Our rating of this service stayed the same. We rated it as good overall

  • The service had enough staff to care for children and young people and keep them safe. Staff had training in key skills, understood how to protect children and young people from abuse, and managed safety well. The service-controlled infection risk well. Staff assessed risks to children and young people, acted on them and kept good care records. They managed medicines well. The service managed safety incidents well and learned lessons from them. Staff collected safety information and used it to improve the service.

  • Staff cared for children and young people with compassion, empathy and respect.Feedback from parents confirmed that staff treated them and their children well and with kindness. People were truly respected and valued as individuals and empowered as partners in their care, practically, spiritually and emotionally.

  • The service responded to children’s and young people’s individual needs and preferences which were central to the delivery of tailored services. There were innovative approaches to providing integrated person-centred pathways of care that involved other service providers, particularly for children and young people with multiple and complex needs. The services were flexible, provided informed choice and ensured continuity of care.

  • There was an embedded team of volunteers who helped support the service There was a separate volunteer induction and training programme.Volunteers were valued members of the service who were provided with support and who felt part of the care team.

  • Staff provided good care and treatment, gave children and young people enough to eat and drink. Managers monitored the effectiveness of the service and made sure staff were competent. Staff worked well together for the benefit of children, young people and their families, advised them on how to lead healthier lives, supported them to make decisions about their care, and ensured they had access to good information.
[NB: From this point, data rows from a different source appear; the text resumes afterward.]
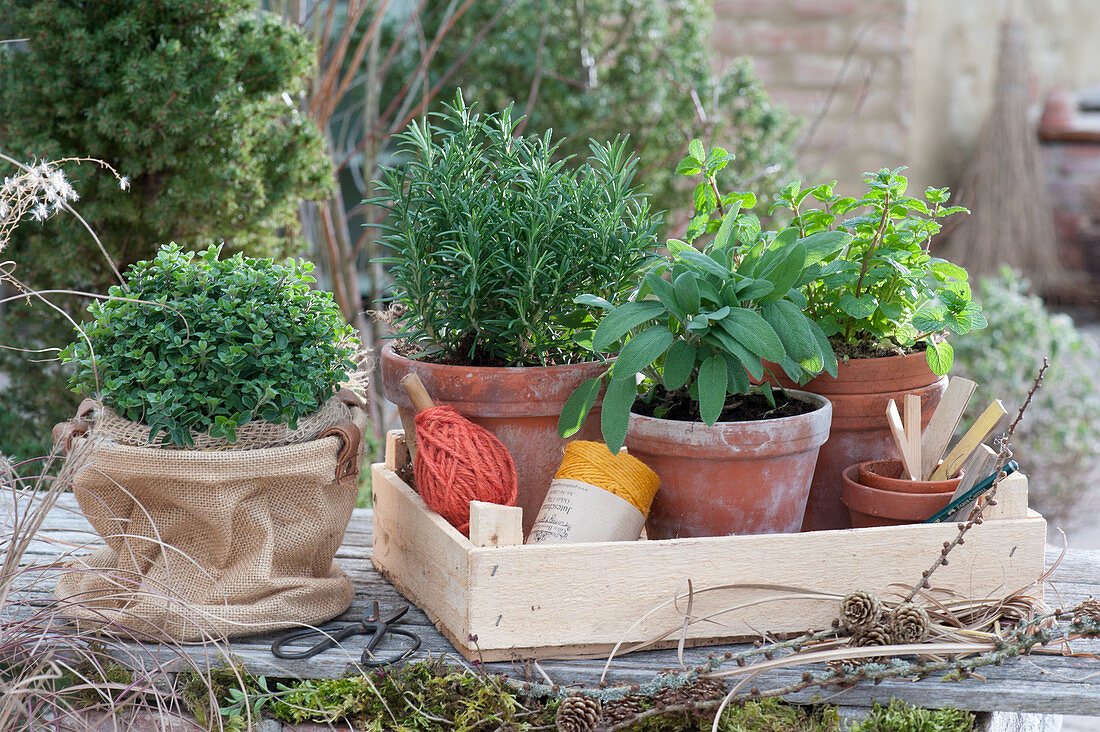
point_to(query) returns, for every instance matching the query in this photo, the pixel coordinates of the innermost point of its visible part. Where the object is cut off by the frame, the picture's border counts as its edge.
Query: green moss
(901, 717)
(432, 695)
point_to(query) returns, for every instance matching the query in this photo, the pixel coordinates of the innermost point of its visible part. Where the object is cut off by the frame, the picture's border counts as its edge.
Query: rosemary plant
(492, 238)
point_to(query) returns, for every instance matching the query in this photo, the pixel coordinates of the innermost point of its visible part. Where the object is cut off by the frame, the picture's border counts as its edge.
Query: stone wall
(917, 75)
(845, 65)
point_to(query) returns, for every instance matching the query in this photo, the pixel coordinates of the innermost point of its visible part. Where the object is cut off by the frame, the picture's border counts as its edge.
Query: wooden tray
(502, 601)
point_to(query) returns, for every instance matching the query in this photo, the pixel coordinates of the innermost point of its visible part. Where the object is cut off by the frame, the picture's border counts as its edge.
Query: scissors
(331, 636)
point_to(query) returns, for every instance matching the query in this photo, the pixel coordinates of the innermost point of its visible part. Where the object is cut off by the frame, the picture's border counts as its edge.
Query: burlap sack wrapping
(208, 544)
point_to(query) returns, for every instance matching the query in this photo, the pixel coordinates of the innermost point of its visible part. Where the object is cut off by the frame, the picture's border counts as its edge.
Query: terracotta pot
(859, 393)
(888, 476)
(875, 506)
(519, 405)
(730, 478)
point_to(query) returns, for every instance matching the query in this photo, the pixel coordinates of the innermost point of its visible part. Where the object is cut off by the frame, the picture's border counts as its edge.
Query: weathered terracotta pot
(859, 393)
(875, 506)
(733, 477)
(888, 476)
(519, 405)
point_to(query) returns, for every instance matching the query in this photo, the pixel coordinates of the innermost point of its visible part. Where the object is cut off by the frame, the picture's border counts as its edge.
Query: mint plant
(209, 345)
(884, 290)
(492, 238)
(704, 321)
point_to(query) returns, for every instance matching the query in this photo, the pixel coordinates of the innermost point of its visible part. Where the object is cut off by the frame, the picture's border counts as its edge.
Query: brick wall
(847, 64)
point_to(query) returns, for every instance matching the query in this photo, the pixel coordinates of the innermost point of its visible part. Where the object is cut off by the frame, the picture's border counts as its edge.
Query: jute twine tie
(623, 474)
(458, 461)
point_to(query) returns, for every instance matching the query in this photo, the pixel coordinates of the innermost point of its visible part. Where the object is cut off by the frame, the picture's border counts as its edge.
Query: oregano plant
(884, 291)
(207, 345)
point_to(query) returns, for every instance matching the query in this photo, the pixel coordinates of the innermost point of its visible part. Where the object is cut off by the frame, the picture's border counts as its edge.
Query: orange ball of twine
(623, 474)
(458, 461)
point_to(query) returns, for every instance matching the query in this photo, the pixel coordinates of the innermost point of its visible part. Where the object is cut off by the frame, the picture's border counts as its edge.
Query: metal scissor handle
(380, 630)
(330, 638)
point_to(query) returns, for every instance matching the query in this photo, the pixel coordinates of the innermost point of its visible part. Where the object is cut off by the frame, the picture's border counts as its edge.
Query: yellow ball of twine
(623, 474)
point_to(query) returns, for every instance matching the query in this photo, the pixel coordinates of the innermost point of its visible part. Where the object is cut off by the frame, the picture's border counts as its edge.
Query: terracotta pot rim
(821, 402)
(891, 504)
(758, 438)
(488, 392)
(387, 352)
(883, 482)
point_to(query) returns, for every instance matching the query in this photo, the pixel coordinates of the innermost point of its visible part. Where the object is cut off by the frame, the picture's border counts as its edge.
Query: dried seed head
(578, 713)
(909, 623)
(859, 611)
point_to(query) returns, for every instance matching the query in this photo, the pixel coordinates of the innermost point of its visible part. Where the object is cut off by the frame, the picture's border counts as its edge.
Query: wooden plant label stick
(912, 413)
(979, 432)
(981, 462)
(945, 419)
(899, 434)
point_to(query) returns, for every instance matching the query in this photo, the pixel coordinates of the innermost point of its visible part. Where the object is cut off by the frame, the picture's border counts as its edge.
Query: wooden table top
(1034, 684)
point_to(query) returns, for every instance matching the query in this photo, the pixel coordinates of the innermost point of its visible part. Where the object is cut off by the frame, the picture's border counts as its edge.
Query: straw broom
(1011, 220)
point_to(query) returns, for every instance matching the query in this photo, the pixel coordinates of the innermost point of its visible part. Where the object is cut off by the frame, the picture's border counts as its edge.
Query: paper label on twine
(575, 512)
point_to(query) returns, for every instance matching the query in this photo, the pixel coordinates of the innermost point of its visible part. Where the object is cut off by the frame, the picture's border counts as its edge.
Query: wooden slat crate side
(591, 593)
(575, 600)
(420, 554)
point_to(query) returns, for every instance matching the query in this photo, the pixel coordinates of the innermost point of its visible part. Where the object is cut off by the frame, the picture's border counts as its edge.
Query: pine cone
(859, 611)
(578, 713)
(876, 635)
(1087, 619)
(620, 710)
(873, 635)
(909, 623)
(1087, 612)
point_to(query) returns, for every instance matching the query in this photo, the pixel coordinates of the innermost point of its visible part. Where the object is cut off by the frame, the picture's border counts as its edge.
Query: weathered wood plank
(1037, 684)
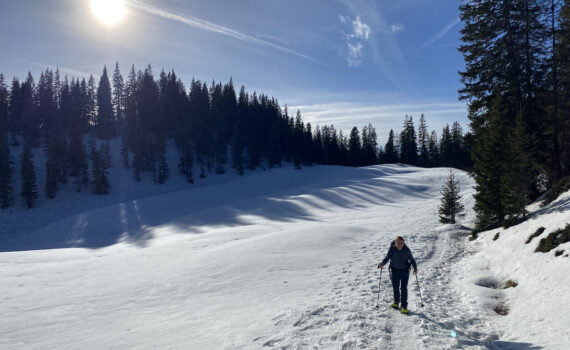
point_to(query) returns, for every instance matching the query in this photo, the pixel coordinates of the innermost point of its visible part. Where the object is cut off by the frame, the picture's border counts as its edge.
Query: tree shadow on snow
(288, 197)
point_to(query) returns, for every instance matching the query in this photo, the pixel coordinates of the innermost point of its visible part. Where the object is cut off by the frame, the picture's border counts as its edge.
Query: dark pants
(400, 281)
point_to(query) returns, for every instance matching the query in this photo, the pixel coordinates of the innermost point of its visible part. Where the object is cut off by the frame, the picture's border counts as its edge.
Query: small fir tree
(450, 200)
(28, 173)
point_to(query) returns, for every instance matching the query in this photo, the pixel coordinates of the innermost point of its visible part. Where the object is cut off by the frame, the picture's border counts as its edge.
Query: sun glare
(108, 11)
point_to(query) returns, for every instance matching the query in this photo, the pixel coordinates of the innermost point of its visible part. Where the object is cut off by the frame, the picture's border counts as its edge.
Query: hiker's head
(399, 241)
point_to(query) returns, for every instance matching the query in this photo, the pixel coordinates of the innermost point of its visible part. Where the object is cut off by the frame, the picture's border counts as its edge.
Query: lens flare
(108, 11)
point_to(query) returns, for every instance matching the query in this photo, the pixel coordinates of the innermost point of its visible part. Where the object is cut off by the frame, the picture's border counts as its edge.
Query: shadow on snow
(286, 195)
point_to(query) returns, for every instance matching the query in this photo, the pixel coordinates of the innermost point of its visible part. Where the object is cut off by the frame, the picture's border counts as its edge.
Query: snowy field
(283, 259)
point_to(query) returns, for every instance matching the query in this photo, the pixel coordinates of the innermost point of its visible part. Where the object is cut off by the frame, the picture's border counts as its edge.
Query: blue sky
(347, 62)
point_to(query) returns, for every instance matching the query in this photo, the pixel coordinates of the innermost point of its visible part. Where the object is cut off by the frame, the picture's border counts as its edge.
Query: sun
(108, 11)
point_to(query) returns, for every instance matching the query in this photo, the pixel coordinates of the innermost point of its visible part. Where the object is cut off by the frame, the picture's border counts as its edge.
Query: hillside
(274, 259)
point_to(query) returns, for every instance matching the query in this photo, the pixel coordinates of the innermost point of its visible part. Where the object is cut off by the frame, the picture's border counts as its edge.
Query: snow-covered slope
(275, 259)
(539, 306)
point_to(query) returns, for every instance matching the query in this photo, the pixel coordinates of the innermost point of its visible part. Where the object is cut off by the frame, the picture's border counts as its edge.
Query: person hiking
(401, 259)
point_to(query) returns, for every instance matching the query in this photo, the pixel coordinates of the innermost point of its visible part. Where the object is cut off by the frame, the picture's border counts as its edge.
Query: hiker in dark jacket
(401, 259)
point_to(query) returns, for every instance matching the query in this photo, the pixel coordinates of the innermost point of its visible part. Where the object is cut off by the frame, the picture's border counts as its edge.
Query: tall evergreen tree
(100, 179)
(390, 153)
(105, 122)
(118, 96)
(503, 51)
(29, 190)
(6, 190)
(369, 145)
(423, 140)
(354, 148)
(450, 200)
(433, 150)
(408, 143)
(561, 134)
(30, 118)
(517, 174)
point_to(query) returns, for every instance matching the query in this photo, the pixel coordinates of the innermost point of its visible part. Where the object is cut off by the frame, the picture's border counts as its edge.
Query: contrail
(212, 27)
(441, 33)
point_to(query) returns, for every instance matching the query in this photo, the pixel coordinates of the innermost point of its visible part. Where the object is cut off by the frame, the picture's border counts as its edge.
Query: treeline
(517, 83)
(425, 149)
(213, 127)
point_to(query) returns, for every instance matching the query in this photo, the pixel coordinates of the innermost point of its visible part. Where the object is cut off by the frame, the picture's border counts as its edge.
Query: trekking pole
(418, 282)
(380, 280)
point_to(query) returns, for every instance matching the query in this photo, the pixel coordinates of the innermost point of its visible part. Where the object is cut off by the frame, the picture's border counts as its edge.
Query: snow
(274, 259)
(539, 307)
  • Staff treated children, young people and their families with compassion and kindness, respected their privacy and dignity, took account of their individual needs, and helped them understand their conditions. They provided good emotional support to children young people, families and care givers.
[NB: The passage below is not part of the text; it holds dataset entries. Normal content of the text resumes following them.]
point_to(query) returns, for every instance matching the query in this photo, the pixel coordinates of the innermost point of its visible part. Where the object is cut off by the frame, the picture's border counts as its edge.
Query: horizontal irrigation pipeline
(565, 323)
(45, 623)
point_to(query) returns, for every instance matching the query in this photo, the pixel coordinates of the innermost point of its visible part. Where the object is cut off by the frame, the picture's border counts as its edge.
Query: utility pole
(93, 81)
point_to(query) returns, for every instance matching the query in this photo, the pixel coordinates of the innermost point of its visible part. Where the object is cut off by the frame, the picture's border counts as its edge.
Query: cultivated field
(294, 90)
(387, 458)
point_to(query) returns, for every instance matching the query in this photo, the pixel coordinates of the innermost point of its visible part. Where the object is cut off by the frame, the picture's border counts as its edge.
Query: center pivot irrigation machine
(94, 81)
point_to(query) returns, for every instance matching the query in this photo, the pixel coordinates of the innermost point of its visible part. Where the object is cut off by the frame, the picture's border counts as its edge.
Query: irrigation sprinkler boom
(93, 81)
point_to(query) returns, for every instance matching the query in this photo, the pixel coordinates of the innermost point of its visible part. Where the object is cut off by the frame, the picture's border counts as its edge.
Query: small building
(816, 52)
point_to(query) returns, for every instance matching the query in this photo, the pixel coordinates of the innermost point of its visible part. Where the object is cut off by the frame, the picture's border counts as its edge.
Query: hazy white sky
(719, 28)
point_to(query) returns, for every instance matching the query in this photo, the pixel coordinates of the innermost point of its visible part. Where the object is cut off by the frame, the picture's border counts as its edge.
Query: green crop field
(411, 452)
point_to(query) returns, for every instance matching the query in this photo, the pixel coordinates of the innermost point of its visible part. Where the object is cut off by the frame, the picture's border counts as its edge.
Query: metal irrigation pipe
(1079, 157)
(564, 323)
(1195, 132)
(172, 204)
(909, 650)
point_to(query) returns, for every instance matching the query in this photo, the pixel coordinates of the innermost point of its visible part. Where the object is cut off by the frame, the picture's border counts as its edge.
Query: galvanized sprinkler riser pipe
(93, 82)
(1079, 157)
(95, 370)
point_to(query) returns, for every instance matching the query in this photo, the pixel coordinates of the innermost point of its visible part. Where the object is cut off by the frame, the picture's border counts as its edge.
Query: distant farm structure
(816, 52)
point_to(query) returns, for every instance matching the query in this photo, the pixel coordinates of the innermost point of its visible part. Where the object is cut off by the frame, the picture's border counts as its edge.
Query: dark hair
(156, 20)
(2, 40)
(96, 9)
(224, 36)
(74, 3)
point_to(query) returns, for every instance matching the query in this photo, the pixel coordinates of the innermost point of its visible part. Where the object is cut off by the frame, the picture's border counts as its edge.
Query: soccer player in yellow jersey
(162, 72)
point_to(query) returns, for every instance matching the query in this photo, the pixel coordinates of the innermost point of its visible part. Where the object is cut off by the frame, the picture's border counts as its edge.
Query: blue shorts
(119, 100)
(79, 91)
  • The service planned care to meet the needs of local people, took account of individual needs, and made it easy for people to give feedback. People could access the service when they needed it and did not have to wait too long for treatment.

  • Leaders ran services well using reliable information systems and supported staff to develop their skills. Staff understood the service’s vision and values, and how to apply them in their work. Staff felt respected, supported and valued. They were focused on the needs of the children and young people receiving care. Staff were clear about their roles and accountabilities. The service engaged well with children and young people and the community to plan and manage services and all staff were committed to improving services continually.

Heidi Smoult

Deputy Chief Inspector of Hospitals (Central Region)

Hospice services for children

Good

Updated 23 January 2020

The Donna Louise Trust provides an eight-bed inpatient unit providing short term care for complex symptom management, respite and end of life care for children and young people up to the age of 25 years

The service provides support to families of children and young people both within the hospice, in individual's own homes and in the wider community. The hospice supports families across Staffordshire and Cheshire

We rated this service as good overall. Because we rated safe, effective, caring, responsive and well led as good.